José Mendoza

Personal information
- Full name: José Adolfo Mendoza Zambrano
- Date of birth: 24 July 1982 (age 43)
- Place of birth: Pisco, Peru
- Height: 1.78 m (5 ft 10 in)
- Position: Defensive midfielder

Senior career*
- Years: Team / Apps / (Gls)
- 2002: América Cochahuayco
- 2003–2006: Universitario / 128 / (2)
- 2007: Sporting Cristal / 21 / (1)
- 2007: Veria / 10 / (0)
- 2008: Ethnikos Asteras / 6 / (0)
- 2008: Juan Aurich / 19 / (1)
- 2009–2010: Inti Gas Deportes / 67 / (8)
- 2011: Universitario / 13 / (0)
- 2012–2013: Sport Huancayo / 44 / (2)
- 2014: San Simón / 32 / (1)
- 2015–2017: UT Cajamarca / 65 / (4)
- 2017: Sport Victoria / 20 / (1)
- 2018: Alianza Atlético / 28 / (1)
- 2019: Comerciantes Unidos / 12 / (0)
- 2020: Santa Rosa PNP / 1 / (0)

International career
- 2005: Peru / 6 / (0)

= José Mendoza (Peruvian footballer) =

Peruvian footballer (born 1982)

José Adolfo Mendoza Zambrano (born 24 July 1982) is a Peruvian former professional footballer who played as a defensive midfielder.

== Club career ==
Mendoza played for multiple clubs in Peru as well as Greece.
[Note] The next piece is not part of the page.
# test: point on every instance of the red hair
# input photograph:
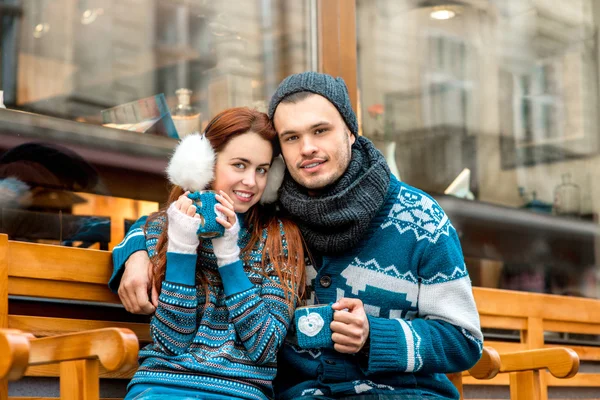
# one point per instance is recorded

He started at América Cochahuayco in 2002 and was later promoted to Universitario, playing for them until 2006. Subsequently, he played for Sporting Cristal in 2007 before moving to Greece to play for Veria and Ethnikos Asteras. He returned to Peru to play with newly promoted Juan Aurich in 2008. He then signed with Inti Gas Deportes—another newly promoted team—and played for two years in Ayacucho. In 2011, he returned to his original club Universitario.

== International career ==
Mendoza debuted with the Peru national team against Japan for the 2005 Kirin Cup on 22 May 2005.